Mashing up LOGD data with SPARQL

Level: 
LOGD 101
Contributor: 
Contributor: 
Description: 
This tutorial describes SPARQL queries that mash up LOGD data from different datasets. It contains examples showing how the SPARQL queries are connected with LOGD data at different levels of granularity.
Prerequisites: 
Prerequisites: 
Prerequisites: 
Prerequisites: 
Prerequisites: 

What to Expect

By the end of this tutorial you should be able to understand how to use SPARQL queries to mash up LOGD datasets, and how SPARQL query is connected to LOGD data and metadata at different levels of granularity.

What You Need to Know

This tutorial assumes familiarity in the following areas:

The Basic Idea

We assume required LOGD data are loaded into a triples store (a RDF data management system like database but provides SPARQL query interface). As shown in the following figure, the content of dump file of the specific version of a LOGD dataset is first loaded into one RDF dataset named by the version's URI (we use "RDF Dataset 1" in the figure). By manually looking at the dataset's metadata and sample data, users can identify how records from different RDF datasets can be linked by common objects which have the same value. The data linking knowledge is then used to compose a SPARQL query on the two RDF datasets as shown on top of the triple store. In what follows, we will provide real world example SPARQL queries that mash up LOGD data.
logd-design-mashup-sparql.png

Section 1. Mashing up LOGD data using String Matching

Datasets and Samples

In this section, we will be using datasets 1356 and 353, obtained from Data.gov. The specific RDF conversions we will be looking at are: In producing these RDF versions of the datasets, one of the primary challenges involved establishing mappings between property values. For instance, establishing the fact that the entity "Alabama" referenced in dataset 1356 is equivalent to the "Alabama" from dataset 353. In our RDF conversion, US states in both datasets are referenced by a common set of string-based FIPS codes.
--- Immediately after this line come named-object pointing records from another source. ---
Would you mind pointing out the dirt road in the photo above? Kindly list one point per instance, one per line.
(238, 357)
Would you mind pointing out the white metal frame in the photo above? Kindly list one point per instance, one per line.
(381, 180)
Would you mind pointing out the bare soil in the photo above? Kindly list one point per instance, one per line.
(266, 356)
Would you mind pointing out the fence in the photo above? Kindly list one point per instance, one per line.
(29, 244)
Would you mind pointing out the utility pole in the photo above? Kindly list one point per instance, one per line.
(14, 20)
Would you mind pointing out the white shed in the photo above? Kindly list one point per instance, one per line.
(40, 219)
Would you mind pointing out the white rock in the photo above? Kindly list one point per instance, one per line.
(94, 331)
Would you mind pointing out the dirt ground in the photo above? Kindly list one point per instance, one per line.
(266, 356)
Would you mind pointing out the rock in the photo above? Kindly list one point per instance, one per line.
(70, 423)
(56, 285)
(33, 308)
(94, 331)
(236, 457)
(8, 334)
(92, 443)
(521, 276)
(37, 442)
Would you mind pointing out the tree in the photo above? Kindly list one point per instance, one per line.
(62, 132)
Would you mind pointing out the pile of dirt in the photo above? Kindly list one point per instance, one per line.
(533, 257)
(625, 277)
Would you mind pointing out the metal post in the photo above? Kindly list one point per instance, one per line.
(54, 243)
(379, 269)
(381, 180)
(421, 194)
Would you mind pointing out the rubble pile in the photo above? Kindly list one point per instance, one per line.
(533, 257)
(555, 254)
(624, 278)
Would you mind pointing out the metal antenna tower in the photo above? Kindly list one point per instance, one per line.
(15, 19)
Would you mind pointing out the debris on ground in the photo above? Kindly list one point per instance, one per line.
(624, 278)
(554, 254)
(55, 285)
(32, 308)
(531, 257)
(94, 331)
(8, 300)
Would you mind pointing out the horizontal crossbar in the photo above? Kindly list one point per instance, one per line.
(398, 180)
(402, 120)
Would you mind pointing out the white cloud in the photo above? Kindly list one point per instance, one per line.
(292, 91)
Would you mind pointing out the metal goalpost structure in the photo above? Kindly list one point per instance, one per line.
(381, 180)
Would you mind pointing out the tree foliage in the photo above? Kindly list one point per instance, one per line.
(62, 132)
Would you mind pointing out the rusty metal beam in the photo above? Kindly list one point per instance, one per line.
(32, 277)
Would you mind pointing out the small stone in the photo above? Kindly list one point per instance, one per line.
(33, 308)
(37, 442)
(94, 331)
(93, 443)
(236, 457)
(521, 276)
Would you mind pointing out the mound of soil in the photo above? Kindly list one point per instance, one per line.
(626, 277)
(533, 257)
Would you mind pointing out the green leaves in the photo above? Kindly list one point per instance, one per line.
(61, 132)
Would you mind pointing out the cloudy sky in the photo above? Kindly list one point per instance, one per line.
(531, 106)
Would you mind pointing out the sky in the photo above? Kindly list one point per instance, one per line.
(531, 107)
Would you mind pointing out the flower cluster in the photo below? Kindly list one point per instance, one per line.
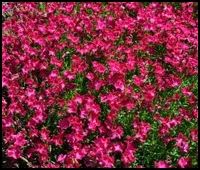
(100, 84)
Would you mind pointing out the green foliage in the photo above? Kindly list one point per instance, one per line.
(42, 6)
(81, 83)
(125, 119)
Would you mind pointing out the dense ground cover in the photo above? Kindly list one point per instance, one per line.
(100, 84)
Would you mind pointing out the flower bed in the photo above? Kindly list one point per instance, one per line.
(104, 84)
Consider the example below, comparing RDF from both datasets:
Dataset Example
Dataset 1356 RDF/XML
<http://logd.tw.rpi.edu/source/data-gov/dataset/1356/version/2009-Dec-03/thing_2>
  <http://logd.tw.rpi.edu/source/data-gov/dataset/1356/vocab/raw/county_code> "000" ;
  <http://logd.tw.rpi.edu/source/data-gov/dataset/1356/vocab/raw/state_code> "01" ;
  <http://logd.tw.rpi.edu/source/data-gov/dataset/1356/vocab/raw/agi> "75020497";
  <http://logd.tw.rpi.edu/source/data-gov/dataset/1356/vocab/raw/state_abbrv> "AL" .
Properties Used:
  • "state_code": state's FIPS code
  • "county_code": county's code, "000" means the record is about the entire state, not a specific county of the state
  • "agi": state's adjusted gross income (AGI)
  • "state_abbrv": state name's abbreviation
Dataset 353 RDF/XML
 <http://logd.tw.rpi.edu/source/data-gov/dataset/353/version/1st-anniversary/thing_3>
   <http://logd.tw.rpi.edu/source/data-gov/dataset/353/vocab/raw/pub_fips> "01" ;
   <http://logd.tw.rpi.edu/source/data-gov/dataset/353/vocab/raw/popu_st> "4599030";
   <http://logd.tw.rpi.edu/source/data-gov/dataset/353/vocab/raw/stlaname> "ALABAMA PUBLIC LIBRARY SERVICE" .
Properties Used:
  • "pub_fips" state's FIPS code
  • "popu_st" state's population
  • "stlaname" state library agency's name
Here, the properties "state_code" (Dataset 1356) and "pub_fips" (Dataset 353) both point to a standard FIPS code representing "Alabama".

SPARQL Query

The two RDF dataset conversions we mentioned earlier: are presently loaded into the TWC LOGD triple store (http://logd.tw.rpi.edu/sparql). Information from both datasets can be retrieved by the following SPARQL query:
SELECT distinct ?state_abbv ?agi ?population 
WHERE {
 GRAPH  <http://logd.tw.rpi.edu/source/data-gov/dataset/353/version/1st-anniversary>{
  
   ?s1  <http://logd.tw.rpi.edu/source/data-gov/dataset/353/vocab/raw/popu_st> ?population.
   ?s1  <http://logd.tw.rpi.edu/source/data-gov/dataset/353/vocab/raw/pub_fips> ?state_fipscode .   
 }
 GRAPH <http://logd.tw.rpi.edu/source/data-gov/dataset/1356/version/2009-Dec-03> {
   ?s2 <http://logd.tw.rpi.edu/source/data-gov/dataset/1356/vocab/raw/state_abbrv> ?state_abbv .
   ?s2 <http://logd.tw.rpi.edu/source/data-gov/dataset/1356/vocab/raw/county_code> "000" .
   ?s2 <http://logd.tw.rpi.edu/source/data-gov/dataset/1356/vocab/raw/agi> ?agi.
   ?s2 <http://logd.tw.rpi.edu/source/data-gov/dataset/1356/vocab/raw/state_code> ?state_fipscode .
 }
} 
order by ?state_fipscode
Here, the line  ?s2 <http://logd.tw.rpi.edu/source/data-gov/dataset/1356/vocab/raw/county_code> "000" . is used to constrain results to state-level information only (as opposed to both state and county level). Sending this query to the TWC LOGD triple store returns results of the form:
state_abbv agi population
"AL" "92162773" "4599030"

Important Points

  • Establishing property value mappings between datasets is a challenging problem, which makes it an important area for future research. Standardized representations of entities, such as FIPS codes for US States, can be used for this purpose.
  • Selective use of RDF properties in SPARQL queries can be used to narrow results obtained. For instance, dataset 1356 has many rows related to a state, but the constraint "county_code=000" help us focus on state-level data, as opposed to county-level data.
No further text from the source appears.